Okay, that’s probably an exaggeration. I think I just got an error of some kind. Either way, it didn’t work. I reported the bug to my friend and moved on.
The next day, she sent me an amusing email:
You have become famous among our dev team. Well, not *you* really, but the uploading problem you identified yesterday has been deemed the "birds on a beach problem." It's being looked at carefully and it looks like we should have a fix some time soon. It's funny...right now there are several guys sitting around our war room being like "let's talk about birds on a beach."
I found that delightful.
A Thing You Should Listen To
Was that story any good? Was it interesting? I mean, not much happened in it. It was a personal story that amused me, but did it amuse you?

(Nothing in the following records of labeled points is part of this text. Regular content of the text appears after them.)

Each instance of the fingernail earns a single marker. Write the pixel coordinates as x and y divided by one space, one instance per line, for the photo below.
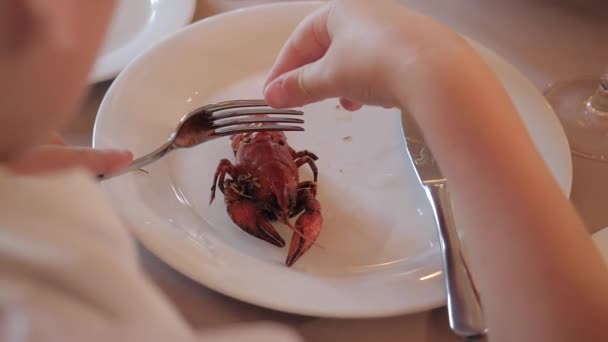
121 153
275 93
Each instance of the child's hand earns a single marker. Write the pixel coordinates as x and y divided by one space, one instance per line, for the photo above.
55 156
360 50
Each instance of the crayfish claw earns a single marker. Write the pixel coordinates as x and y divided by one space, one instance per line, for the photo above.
246 215
307 229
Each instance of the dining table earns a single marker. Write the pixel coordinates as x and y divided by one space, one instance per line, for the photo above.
547 40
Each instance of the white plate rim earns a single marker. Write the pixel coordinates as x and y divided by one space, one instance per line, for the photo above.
110 64
172 259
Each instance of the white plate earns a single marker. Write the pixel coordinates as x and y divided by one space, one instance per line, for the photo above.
377 254
136 26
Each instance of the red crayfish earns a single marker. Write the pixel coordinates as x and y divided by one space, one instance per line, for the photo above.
264 185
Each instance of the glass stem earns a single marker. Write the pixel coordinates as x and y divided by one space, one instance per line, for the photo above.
597 105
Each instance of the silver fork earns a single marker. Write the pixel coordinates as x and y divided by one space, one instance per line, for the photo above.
215 121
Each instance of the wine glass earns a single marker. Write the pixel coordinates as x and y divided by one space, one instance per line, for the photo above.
582 106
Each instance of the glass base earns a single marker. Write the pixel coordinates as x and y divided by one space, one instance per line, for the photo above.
586 130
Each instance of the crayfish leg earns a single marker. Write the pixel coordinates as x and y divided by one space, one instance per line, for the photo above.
245 214
223 168
308 225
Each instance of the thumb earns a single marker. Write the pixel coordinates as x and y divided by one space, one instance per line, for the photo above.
304 85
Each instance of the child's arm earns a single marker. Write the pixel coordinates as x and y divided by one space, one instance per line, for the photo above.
539 275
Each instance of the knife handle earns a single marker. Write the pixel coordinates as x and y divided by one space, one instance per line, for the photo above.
464 307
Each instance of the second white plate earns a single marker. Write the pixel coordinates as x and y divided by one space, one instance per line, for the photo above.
377 254
136 26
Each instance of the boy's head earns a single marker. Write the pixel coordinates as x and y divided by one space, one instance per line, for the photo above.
46 51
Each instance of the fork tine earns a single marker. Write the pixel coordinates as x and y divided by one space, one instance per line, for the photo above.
255 120
235 104
253 129
245 112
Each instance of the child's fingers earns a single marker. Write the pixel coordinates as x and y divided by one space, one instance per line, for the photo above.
301 86
308 43
56 139
51 158
350 105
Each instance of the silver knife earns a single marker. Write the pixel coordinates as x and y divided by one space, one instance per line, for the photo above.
464 307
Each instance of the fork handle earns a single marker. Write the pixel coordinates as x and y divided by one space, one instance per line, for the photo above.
142 161
464 307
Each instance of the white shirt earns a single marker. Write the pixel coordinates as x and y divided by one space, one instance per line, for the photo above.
68 271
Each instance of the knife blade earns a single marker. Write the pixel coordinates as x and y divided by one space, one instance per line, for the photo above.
464 307
426 167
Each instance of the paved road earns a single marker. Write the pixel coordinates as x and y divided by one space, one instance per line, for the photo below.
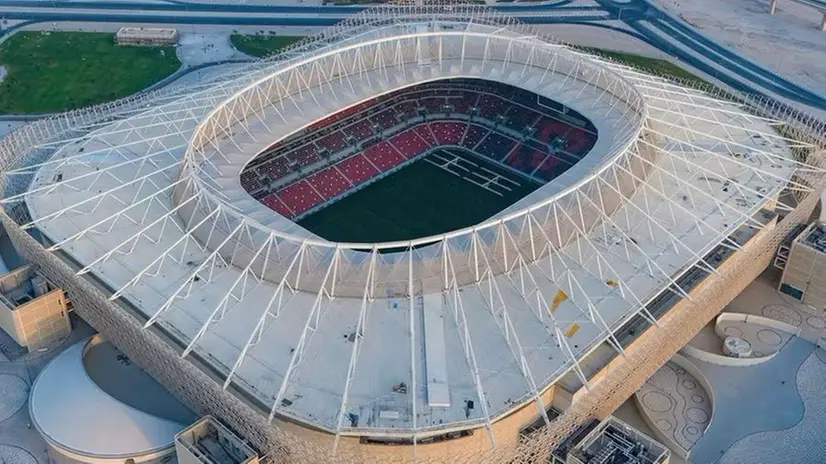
646 21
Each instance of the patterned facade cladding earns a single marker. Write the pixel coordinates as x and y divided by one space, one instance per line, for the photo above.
193 385
204 395
188 383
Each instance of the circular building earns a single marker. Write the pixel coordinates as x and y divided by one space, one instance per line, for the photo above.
92 404
419 228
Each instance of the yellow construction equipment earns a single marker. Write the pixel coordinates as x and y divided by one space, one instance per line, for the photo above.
559 298
572 330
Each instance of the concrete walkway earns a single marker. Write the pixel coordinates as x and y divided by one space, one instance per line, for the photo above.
801 443
753 399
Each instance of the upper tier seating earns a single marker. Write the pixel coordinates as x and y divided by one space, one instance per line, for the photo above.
409 144
357 169
383 156
448 133
396 127
329 182
299 196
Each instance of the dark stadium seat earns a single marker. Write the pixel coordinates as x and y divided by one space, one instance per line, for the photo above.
490 106
409 144
551 146
357 169
384 120
329 182
360 131
333 142
299 196
274 203
249 181
305 155
519 118
383 156
448 132
473 136
495 146
276 168
464 101
550 169
432 105
424 132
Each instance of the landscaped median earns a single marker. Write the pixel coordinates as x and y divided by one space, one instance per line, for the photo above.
51 71
262 45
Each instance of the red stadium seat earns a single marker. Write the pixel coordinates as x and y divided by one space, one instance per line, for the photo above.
357 169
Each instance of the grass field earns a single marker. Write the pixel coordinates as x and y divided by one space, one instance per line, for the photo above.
56 71
262 45
655 65
419 200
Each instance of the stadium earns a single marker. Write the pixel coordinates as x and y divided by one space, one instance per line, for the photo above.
418 228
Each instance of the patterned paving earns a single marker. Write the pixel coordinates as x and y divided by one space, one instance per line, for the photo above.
13 395
676 404
14 455
764 340
753 400
783 313
803 442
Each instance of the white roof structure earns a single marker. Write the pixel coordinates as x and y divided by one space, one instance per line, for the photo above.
149 203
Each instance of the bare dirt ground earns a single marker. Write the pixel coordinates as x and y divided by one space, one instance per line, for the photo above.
790 42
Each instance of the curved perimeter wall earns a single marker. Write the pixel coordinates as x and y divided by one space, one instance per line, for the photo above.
191 381
412 60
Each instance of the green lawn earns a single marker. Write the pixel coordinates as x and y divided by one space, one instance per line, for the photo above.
262 45
57 71
645 63
417 201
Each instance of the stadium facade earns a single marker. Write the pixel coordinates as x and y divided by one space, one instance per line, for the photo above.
448 345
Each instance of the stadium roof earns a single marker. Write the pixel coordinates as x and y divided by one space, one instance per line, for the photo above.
148 203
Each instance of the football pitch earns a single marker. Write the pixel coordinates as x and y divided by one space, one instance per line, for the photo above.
419 200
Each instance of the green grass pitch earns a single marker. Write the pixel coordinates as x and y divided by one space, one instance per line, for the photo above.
417 201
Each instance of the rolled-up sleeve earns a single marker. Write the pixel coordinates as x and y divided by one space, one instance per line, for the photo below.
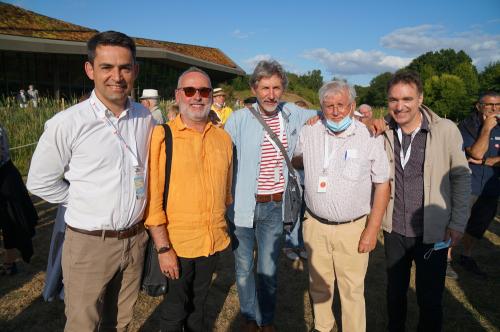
380 165
155 214
49 161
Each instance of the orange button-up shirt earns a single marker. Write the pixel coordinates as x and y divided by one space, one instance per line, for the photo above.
200 188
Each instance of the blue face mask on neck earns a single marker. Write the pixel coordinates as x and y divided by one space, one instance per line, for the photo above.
337 127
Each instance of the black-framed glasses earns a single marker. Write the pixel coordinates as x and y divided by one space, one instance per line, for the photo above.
491 105
190 91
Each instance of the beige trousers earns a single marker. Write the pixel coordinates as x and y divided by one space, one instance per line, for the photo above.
333 256
101 279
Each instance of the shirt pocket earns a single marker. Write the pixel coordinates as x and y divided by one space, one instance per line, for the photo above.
354 169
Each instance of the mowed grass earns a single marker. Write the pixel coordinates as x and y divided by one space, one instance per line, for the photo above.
469 304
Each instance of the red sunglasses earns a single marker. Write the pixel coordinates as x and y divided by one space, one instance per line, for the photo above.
190 91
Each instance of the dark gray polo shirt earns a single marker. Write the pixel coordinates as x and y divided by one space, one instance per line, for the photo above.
408 213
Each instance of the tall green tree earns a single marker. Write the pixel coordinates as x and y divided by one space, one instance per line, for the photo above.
489 78
442 61
312 80
447 96
468 73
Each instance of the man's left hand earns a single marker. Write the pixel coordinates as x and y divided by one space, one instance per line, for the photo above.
454 235
367 241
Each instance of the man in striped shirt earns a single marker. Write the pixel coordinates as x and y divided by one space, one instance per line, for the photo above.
259 182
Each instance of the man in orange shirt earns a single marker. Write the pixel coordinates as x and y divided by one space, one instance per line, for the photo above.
192 231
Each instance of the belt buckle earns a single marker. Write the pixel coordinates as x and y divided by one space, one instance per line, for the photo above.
123 233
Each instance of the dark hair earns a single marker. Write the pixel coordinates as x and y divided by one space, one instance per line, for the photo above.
489 93
193 70
112 38
406 77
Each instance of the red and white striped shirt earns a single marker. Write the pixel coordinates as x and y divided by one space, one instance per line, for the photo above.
271 178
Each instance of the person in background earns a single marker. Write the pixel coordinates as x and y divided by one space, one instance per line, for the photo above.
220 111
33 96
22 99
18 216
481 134
172 112
149 99
247 102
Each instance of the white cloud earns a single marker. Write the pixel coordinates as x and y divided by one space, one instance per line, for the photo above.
240 34
356 62
481 47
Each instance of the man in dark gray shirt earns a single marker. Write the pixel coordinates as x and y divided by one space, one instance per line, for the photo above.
428 207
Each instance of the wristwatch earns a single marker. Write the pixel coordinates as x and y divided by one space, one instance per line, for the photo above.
163 249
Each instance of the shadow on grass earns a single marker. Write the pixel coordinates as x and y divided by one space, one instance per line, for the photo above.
41 242
462 299
482 294
219 290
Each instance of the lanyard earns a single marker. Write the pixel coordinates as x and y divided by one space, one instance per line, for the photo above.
281 135
328 156
118 135
403 158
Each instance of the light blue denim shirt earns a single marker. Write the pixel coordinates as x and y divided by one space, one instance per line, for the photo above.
247 134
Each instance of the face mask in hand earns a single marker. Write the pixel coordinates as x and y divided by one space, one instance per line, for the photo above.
437 246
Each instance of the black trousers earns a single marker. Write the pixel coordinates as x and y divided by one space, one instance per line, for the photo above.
400 251
182 308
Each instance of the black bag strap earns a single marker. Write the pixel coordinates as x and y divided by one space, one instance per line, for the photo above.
275 139
168 166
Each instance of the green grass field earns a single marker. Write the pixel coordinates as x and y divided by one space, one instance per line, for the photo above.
469 304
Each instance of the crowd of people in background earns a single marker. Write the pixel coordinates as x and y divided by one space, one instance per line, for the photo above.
412 175
29 97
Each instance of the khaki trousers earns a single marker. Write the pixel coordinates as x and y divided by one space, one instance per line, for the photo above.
333 255
101 279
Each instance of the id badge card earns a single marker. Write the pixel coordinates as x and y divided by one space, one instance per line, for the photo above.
139 179
276 175
322 184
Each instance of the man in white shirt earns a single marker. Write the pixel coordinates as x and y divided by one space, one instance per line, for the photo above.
92 158
341 163
149 99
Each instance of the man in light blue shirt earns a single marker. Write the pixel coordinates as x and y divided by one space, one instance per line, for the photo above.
259 182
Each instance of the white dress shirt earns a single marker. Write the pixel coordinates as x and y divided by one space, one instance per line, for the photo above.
354 161
81 145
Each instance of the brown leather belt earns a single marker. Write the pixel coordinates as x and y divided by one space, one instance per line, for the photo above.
123 234
331 222
277 197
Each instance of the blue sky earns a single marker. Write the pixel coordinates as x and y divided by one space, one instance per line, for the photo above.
356 40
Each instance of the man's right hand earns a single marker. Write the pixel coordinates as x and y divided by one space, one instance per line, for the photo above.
169 264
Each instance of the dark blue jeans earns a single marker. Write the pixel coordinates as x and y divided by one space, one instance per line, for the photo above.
258 295
400 251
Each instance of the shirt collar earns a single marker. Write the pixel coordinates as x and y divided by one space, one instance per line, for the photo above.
102 110
351 130
424 126
180 125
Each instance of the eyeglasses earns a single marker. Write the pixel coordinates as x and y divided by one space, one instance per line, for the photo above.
190 91
491 105
339 107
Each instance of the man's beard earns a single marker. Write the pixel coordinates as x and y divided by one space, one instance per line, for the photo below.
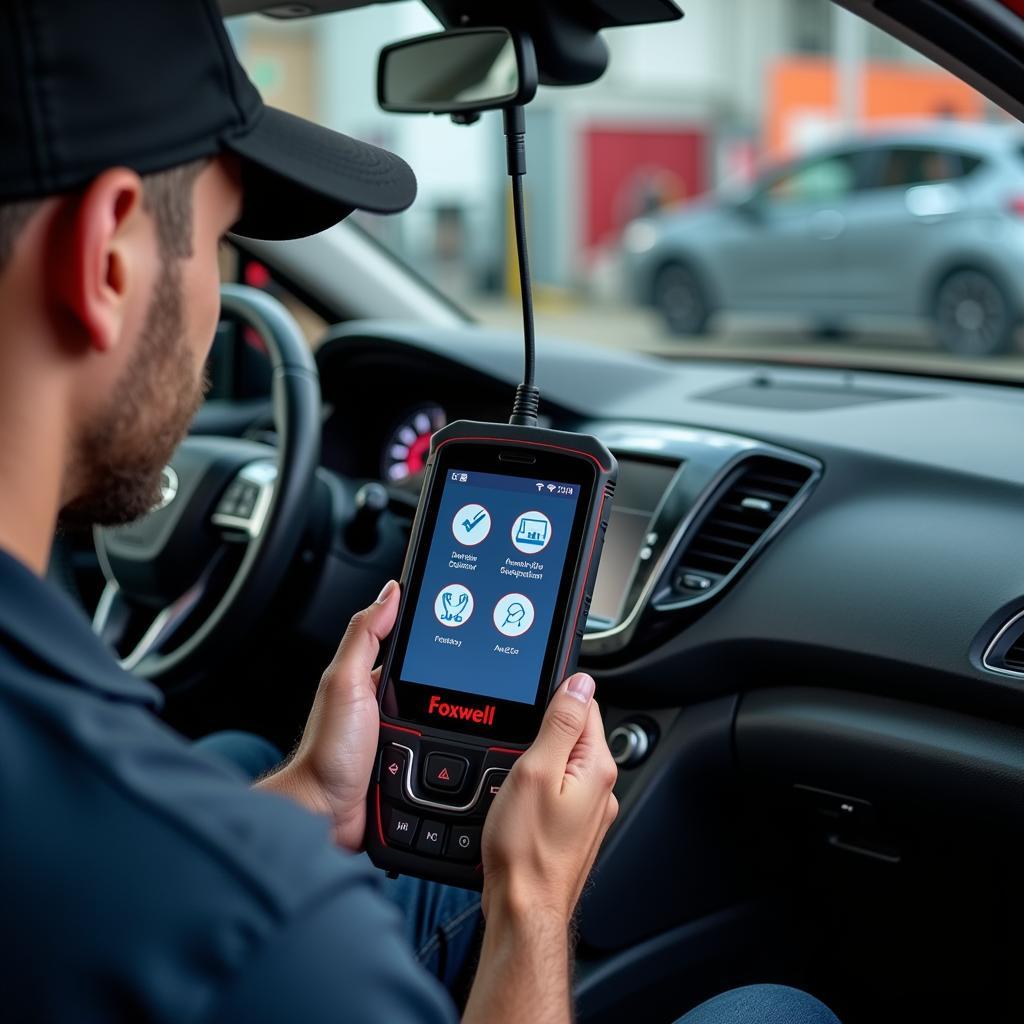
120 459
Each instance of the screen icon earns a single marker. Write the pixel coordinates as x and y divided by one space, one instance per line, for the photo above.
454 605
513 614
471 524
531 531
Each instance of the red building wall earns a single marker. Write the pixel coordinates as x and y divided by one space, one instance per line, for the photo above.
628 169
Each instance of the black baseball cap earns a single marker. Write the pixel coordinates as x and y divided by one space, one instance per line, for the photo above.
86 85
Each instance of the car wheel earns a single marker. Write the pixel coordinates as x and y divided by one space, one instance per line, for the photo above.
972 314
681 300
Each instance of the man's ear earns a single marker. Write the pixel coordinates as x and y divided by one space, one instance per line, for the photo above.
97 249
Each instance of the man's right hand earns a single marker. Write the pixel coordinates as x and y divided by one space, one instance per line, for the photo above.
552 812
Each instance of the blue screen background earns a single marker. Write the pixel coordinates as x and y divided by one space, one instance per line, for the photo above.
474 666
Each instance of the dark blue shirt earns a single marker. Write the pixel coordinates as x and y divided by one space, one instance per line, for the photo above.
140 881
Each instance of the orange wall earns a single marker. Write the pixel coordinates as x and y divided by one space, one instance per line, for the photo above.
891 91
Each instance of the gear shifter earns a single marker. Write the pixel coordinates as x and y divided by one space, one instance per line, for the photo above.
361 534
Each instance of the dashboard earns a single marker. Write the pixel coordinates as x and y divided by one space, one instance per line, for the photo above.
772 523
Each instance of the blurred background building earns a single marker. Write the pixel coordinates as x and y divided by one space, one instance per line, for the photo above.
682 108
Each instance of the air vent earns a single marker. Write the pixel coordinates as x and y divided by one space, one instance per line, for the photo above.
1006 652
759 492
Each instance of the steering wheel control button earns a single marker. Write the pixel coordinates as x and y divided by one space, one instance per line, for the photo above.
431 839
464 843
392 771
454 605
445 771
694 582
401 827
630 743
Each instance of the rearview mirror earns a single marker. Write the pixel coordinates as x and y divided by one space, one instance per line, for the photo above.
463 70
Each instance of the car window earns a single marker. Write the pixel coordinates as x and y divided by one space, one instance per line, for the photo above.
906 166
639 233
819 180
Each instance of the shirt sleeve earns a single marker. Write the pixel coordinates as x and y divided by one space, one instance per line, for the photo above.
344 961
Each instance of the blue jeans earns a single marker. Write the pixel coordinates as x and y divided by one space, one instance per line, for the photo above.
441 923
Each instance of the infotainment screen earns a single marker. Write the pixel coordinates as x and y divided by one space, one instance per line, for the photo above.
641 486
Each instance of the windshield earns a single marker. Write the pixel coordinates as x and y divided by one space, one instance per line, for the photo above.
790 183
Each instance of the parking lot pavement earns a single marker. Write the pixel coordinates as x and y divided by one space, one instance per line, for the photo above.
889 347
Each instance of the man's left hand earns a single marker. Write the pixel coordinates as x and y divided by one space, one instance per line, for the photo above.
330 772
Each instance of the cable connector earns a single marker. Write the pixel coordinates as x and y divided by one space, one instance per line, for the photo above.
525 406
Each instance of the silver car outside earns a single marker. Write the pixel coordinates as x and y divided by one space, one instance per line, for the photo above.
921 222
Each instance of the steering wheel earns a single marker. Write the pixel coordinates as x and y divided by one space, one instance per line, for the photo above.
216 492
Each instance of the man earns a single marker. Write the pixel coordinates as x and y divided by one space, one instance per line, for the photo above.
140 880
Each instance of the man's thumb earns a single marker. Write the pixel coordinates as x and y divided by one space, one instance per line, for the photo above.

When launching this newsletter, I knew it would be a combination of popular culture, nerdy topics, some short fiction, photo essays, and personal anecdotes. But on that last point, how do you tell a personal anecdote and make it interesting to other people?
For inspiration, I turned in part to Stephen Tobolowsky. Even if you don’t know his name, you know him. He may best be recognized as the actor who portrayed Ned Ryerson in Groundhog Day. But he’s also a writer and a phenomenal storyteller of personal anecdotes. And he has a Podcast called The Tobolowsky Files.
Stephen has worked with so many people that of course he has terrific show business stories. But he also has heartfelt personal stories of love, loss, laughter, and living life outside his work.
The podcast began in 2009 and has intermittently come and gone. It just returned for a new season with a new YouTube channel featuring Stephen telling stories in front of an audience.
His stories are better than mine. And he’s a better storyteller than I am. But it’s nice to have a north star.
A Thing You Should Tell Your Friends
If you enjoy this newsletter, I’d love if you told people about it. With zero budget, it’s hard for me to get the word out that I’m putting words out. But if you tell two friends, and they tell two friends, we can start a MLM business with long downlines and big profits. No, that’s not right. Sorry, I meant that we can get enough people reading to keep me motivated to keep writing. I have a lot more topics in the queue that I’m excited to share with a wider audience.
That’s it for now. See you next week!
David
Post Script
Being issue 007, I considered making this issue somehow about James Bond. But I have nothing interesting to say about James Bond. The most interesting thing I know is that James Bond creator Ian Fleming also wrote the book Chitty Chitty Bang Bang about a magical flying car, but everybody knows that, right? And anyway, all my double-oh issues of this newsletter have a license to kill so I don’t want to single this one out.
If there are more than nine double-oh agents, is the next one 010, or 0010? Hmm.